Crédito da foto: Theo Grahl

Para Dionélia, o ofício veio através da mãe, grande rendeira que criou os filhos e viajou para vários países através da arte, que aprendeu com a avó. Sua tia faz parte da Associação de Artesãs de Saubara. Tudo que Dionélia testemunhou despertou a teimosia em perseverar nessa arte. Adolescente, mudou-se para Salvador, depois Dias d’Ávila, o que a distanciou da renda mas fortaleceu o desejo em aprofundar seu conhecimento, investir e manter viva a herança da família. Voltou a assumir o ofício da renda na nova localidade e liderar sua transmissão e multiplicação na comunidade. 
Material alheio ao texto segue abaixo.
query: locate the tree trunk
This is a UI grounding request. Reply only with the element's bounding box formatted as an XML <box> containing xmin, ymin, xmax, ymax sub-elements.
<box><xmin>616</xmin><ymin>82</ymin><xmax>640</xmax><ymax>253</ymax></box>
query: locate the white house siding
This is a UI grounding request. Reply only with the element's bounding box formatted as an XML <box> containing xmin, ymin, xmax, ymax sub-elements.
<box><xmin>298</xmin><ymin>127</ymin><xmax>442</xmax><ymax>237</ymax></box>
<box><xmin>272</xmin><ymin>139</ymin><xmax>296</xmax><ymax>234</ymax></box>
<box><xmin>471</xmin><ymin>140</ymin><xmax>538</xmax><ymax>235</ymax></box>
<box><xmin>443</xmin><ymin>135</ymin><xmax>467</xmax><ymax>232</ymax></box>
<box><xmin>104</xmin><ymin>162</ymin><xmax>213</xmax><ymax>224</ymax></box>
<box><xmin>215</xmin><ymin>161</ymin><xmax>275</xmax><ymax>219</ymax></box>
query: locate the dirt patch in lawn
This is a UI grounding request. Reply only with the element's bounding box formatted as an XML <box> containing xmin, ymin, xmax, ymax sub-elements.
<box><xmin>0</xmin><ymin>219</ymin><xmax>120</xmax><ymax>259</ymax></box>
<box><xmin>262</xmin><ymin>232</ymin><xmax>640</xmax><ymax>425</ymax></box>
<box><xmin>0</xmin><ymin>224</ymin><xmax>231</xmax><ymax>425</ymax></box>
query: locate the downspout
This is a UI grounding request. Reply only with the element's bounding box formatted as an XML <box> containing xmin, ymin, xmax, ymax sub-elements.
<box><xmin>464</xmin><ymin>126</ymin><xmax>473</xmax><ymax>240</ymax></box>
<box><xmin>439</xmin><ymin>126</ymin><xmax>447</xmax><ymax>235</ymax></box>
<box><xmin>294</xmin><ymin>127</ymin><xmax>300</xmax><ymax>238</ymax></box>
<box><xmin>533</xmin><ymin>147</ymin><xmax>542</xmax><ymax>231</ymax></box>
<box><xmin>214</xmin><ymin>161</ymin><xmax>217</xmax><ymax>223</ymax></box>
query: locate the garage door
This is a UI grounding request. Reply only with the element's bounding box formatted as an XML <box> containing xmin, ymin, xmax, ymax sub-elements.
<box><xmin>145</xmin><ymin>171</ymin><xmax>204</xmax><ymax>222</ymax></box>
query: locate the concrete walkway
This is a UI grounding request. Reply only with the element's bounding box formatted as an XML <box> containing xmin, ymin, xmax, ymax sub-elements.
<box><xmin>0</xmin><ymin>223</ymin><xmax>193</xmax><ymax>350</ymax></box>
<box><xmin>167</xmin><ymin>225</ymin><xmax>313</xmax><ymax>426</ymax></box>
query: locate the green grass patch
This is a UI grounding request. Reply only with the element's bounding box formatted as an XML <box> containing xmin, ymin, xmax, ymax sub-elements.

Dionélia é hoje instrutora no SESC, em Salvador, onde dá aulas e outras formações. Participa de feiras nacionais e internacionais, expôs em Paris pela rede da Economia Solidaria, participa da Fenneart, considerada a maior feira de artesanato da América Latina, e muitos eventos no Brasil. Em 2018, o governo do estado, através do PAB (Programa do Artesanato Brasileiro) conferiu a ela o titulo de mestra artesã, reconhecendo a atividade de grande relevância pra sua comunidade, para o Brasil e o mundo. A renda lhe trouxe reconhecimento e respeito, mas também a garantia da sustentabilidade financeira da família, algo improvável para um artista popular no Brasil. Movida pelo desejo de preservar a tradição da família, Dionélia sabe, especialmente, da importância de salvaguardar essa técnica secular. 

Sobre o território

Dionélia é nascida em Saubara, terra de praias, falésias, manguezais, rios e cascatas, legado da Mata Atlântica. Mas foi na capital do estado, Salvador, que ela passou a fazer parte do movimento de economia solidária, expor produtos em eventos e participar de processos de capacitação. Em 2004, muda-se para Dias D‘Ávila, região metropolitana de Salvador onde a chegada do Pólo Industrial de Camaçari em 1978 alterou as característica do local que passou a servir como cidade dormitório, habitada por uma grande massa de trabalhadores. A cidade tinha índices de violência muito altos e muitas mulheres negras fora do mercado de trabalho. Dionélia se deu conta da responsabilidade em transmitir seu valioso saber para aquela comunidade. Observou que as pessoas sabiam produzir trabalhos de todo tipo mas não sabiam se organizar, difundir e escoar seus produtos. Criou a Associação Rendavam, com dois objetivos principais: capacitação e formalização. Buscaram parceria com a Economia Solidária, Instituto Mauá, Sebrae, CETRI e adquiram capacitação, alguns equipamentos e passaram a participar de editais. Em um deles foram aprovados. Sem outra orientação ou segmento profissional, as pessoas foram capacitadas como instrutoras para multiplicarem os conhecimentos adquiridos e ensinarem através do projeto Associação Nosso Bordado. Hoje atuam com a renda de bilro e mais tipologias, ensinando gratuitamente o fazer da renda. Há pouco incluíram o curso de renda de bilro no programa de duas escolas municipais. Um feito histórico. 

Seus planos de futuro são, alguns grandiosos, outros bastante modestos para uma mestra de ofício: aumentar a capacitação, a produção, implementar uma escola de renda na comunidade e criar o museu da renda em Dias d’Ávila.